Three energetic new faces joined the Minnesota Pro Chapter board this year. Sarah Bauer, Sarah Moran and Amanda Lutz fill out a well-rounded panel of print, broadcast and academic professionals. The thing they have in common is a diligence to keep the state chapter relevant to working journalists in Minnesota.
Writing her senior thesis, Sarah Bauer was alarmed to learn how difficult it is to keep a critical eye on the work of public officials. “The government can hide pretty much anything it wants from us in the name of national security, and the problem is, we don’t always know what they’re hiding,” she said. Bauer’s thesis topic was how access to government information using the Freedom of Information Act has gotten constricted since the September 11, 2001 terrorist attacks.

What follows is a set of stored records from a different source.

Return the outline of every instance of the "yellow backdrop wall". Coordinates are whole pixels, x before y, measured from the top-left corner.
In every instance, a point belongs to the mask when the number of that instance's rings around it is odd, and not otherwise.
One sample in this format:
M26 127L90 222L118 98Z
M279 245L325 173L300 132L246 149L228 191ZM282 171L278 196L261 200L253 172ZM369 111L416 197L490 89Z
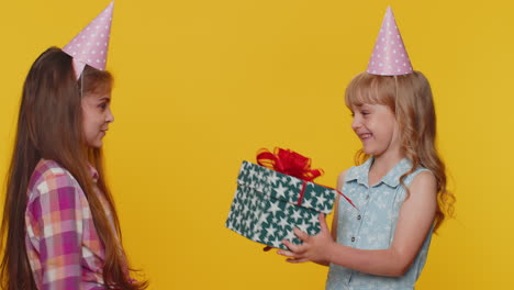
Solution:
M107 4L1 1L0 177L31 64ZM126 250L150 289L323 288L326 268L286 264L224 222L239 163L261 147L312 157L327 186L353 165L344 89L366 68L388 4L432 81L458 198L416 289L511 285L514 3L119 0L107 161Z

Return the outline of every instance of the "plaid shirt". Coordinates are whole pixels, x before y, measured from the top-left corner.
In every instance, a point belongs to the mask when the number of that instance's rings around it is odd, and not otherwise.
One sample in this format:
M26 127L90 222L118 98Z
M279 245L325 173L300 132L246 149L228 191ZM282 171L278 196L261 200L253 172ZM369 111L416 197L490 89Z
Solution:
M90 169L96 182L98 172ZM96 192L114 226L104 194L98 188ZM27 194L25 246L37 288L105 289L104 248L77 180L57 163L42 159L32 174Z

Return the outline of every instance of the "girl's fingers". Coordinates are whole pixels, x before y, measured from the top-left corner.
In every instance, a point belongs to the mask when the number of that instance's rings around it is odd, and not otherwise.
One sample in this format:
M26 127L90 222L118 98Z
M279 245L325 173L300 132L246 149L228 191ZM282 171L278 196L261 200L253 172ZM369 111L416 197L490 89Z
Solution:
M321 227L321 231L322 231L322 232L329 233L331 231L328 231L328 226L326 225L325 214L321 212L321 213L317 215L317 217L320 219L320 227Z
M302 254L303 252L305 252L305 244L294 245L293 243L287 239L282 241L282 244L287 246L292 253Z
M299 263L305 263L310 260L308 258L300 258L300 259L287 259L286 261L292 263L292 264L299 264Z
M280 256L286 256L290 258L298 258L298 255L290 250L278 250L277 254L279 254Z
M294 234L298 236L298 238L300 238L302 242L308 242L309 238L311 237L311 236L308 235L306 233L300 231L300 228L298 228L298 227L294 227L294 228L293 228L293 232L294 232Z

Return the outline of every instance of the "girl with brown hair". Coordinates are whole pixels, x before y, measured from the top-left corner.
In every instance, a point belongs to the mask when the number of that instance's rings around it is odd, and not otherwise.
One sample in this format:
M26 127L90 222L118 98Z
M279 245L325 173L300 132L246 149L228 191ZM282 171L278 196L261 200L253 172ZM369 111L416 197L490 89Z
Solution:
M23 86L0 232L3 289L145 289L130 277L103 170L113 78L101 58L65 49L45 51Z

Bauer is a recent graduate of the University of Minnesota School of Journalism & Mass Communication. While at the U of M she headed the student chapter of SPJ. Bauer currently works in marketing at a Twin Cities IT firm, preparing for law school to follow her passion for free speech, the First Amendment and open government in the legal world.

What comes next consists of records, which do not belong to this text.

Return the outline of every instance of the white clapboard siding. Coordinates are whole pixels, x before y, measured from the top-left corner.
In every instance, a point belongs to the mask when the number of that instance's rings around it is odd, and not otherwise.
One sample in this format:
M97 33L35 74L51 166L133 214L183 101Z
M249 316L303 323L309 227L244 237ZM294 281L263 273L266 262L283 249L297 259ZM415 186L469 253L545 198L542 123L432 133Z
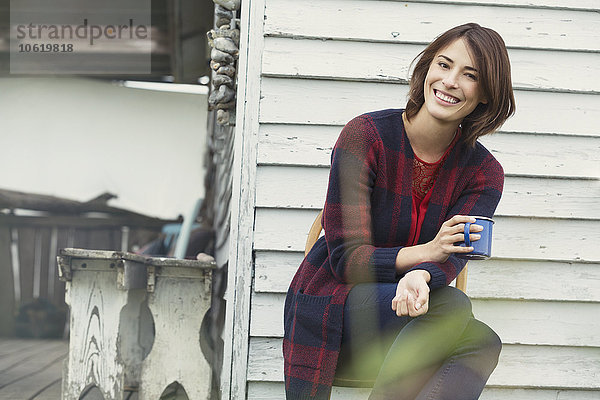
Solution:
M280 338L251 338L249 381L283 381ZM600 348L531 346L502 347L490 386L600 389ZM524 373L530 371L531 373Z
M267 38L263 75L406 82L411 62L424 48L398 43ZM600 92L597 53L511 49L509 57L515 88Z
M286 293L303 258L300 252L257 251L255 291ZM471 261L467 292L474 299L600 302L600 264L498 258Z
M283 337L284 300L283 293L254 293L252 336ZM478 299L472 303L475 318L485 321L505 344L600 347L598 303ZM600 372L600 363L598 368Z
M376 82L263 78L261 123L343 125L362 113L404 105L408 86ZM291 107L300 101L301 107ZM308 101L307 99L310 99ZM600 96L515 91L508 132L598 136Z
M328 168L259 167L256 205L323 207ZM496 215L600 220L600 181L508 176Z
M332 399L367 400L370 389L334 387ZM249 382L249 400L281 400L285 389L281 382ZM479 400L598 400L600 392L564 389L511 389L487 387Z
M456 25L496 30L507 46L600 50L593 12L371 0L267 0L265 35L428 43Z
M420 3L450 3L447 0L420 0ZM596 0L451 0L454 4L477 4L496 7L518 6L519 8L556 8L559 10L597 11Z
M317 210L259 208L255 250L303 251ZM600 261L600 230L593 220L495 217L494 256L523 260Z
M329 167L342 126L262 124L260 165ZM598 136L495 133L480 141L502 164L505 174L600 177Z

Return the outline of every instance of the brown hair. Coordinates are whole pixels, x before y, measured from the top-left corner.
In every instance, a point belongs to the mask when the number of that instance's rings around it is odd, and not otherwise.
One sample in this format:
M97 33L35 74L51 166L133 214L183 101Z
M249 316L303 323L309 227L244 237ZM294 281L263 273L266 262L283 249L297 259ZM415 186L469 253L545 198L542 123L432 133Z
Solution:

Sarah lives in south Minneapolis where she loves spending her free time running around the lakes and discovering new restaurants. She also loves cooking for friends and family. Her priority on the board this year is to advocate for reporters and create valid educational opportunities for them.

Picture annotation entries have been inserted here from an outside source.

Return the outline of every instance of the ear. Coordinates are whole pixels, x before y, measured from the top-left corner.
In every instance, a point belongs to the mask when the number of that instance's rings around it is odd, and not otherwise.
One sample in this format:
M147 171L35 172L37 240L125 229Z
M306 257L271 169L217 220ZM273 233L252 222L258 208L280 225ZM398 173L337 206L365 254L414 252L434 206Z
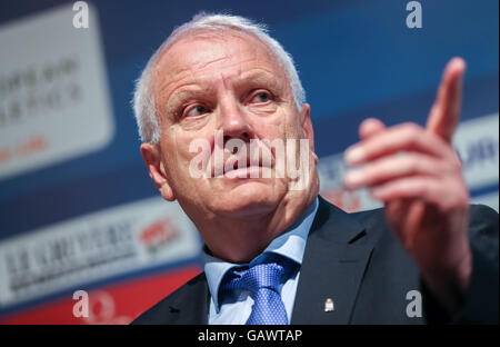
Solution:
M314 152L314 131L312 130L311 122L311 107L309 103L303 103L302 109L300 110L300 122L302 125L302 129L306 133L306 137L309 140L309 148L311 149L311 153L314 157L316 163L318 163L318 156Z
M164 166L161 160L160 146L153 143L142 143L141 155L142 159L144 159L146 166L148 167L149 177L151 177L157 185L157 188L160 190L163 199L168 201L176 200L176 196L168 181Z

Sarah Moran’s most memorable interview involved a man preparing for retirement from his family-run trash hauling business recently sold to a larger company. “He had won over many loyal customers and friends during his years taking away their trash,” said Moran. “The way he was able to have such an effect through who he was and how he did his work was inspiring to me.”
Moran grew up in Minnesota, but spent her college years at the University of Missouri where she majored in journalism and political science. During college Sarah wrote for the Columbia Missourian, the Wall Street Journal Europe and the Kansas City Star. Today, she is a reporter covering civic life in the northern suburbs for the Star Tribune.
She enjoys yoga, riding her bike, swimming, running and relaxing on the North Shore. As a board member, Sarah hopes to bring awareness for the changing face of journalism. She also sees herself as ambassador to assure people that the press plays a vital role in their lives.
Amanda Lutz has been to more local and national SPJ conventions than many chapter veterans. Lutz recently made the jump from on-camara reporting to behind the camera producing when she took her current job at KSTP-TV. Before that she was a reporter for WSAW-TV in Wausaw, Wis.
An SPJ member since 2000, Lutz was active in her student chapter at St. Thomas University. Her chapter won regional Chapter of the Year during her time as leader. At the same time she served as national student representative. Lutz also helped found SPJ’s national “Generation J” initiative to better connect with young journalists. She sees it as a way to keep the fire for journalism burning for those still deciding on a career path. It’s also a source to expand SPJ’s membership of ethical, critical thinkers. “We can bring more young journalists into the organization,” Lutz said. “They can get help with problems and inspire each other.” Lutz is co-chair of the national “Generation J” committee.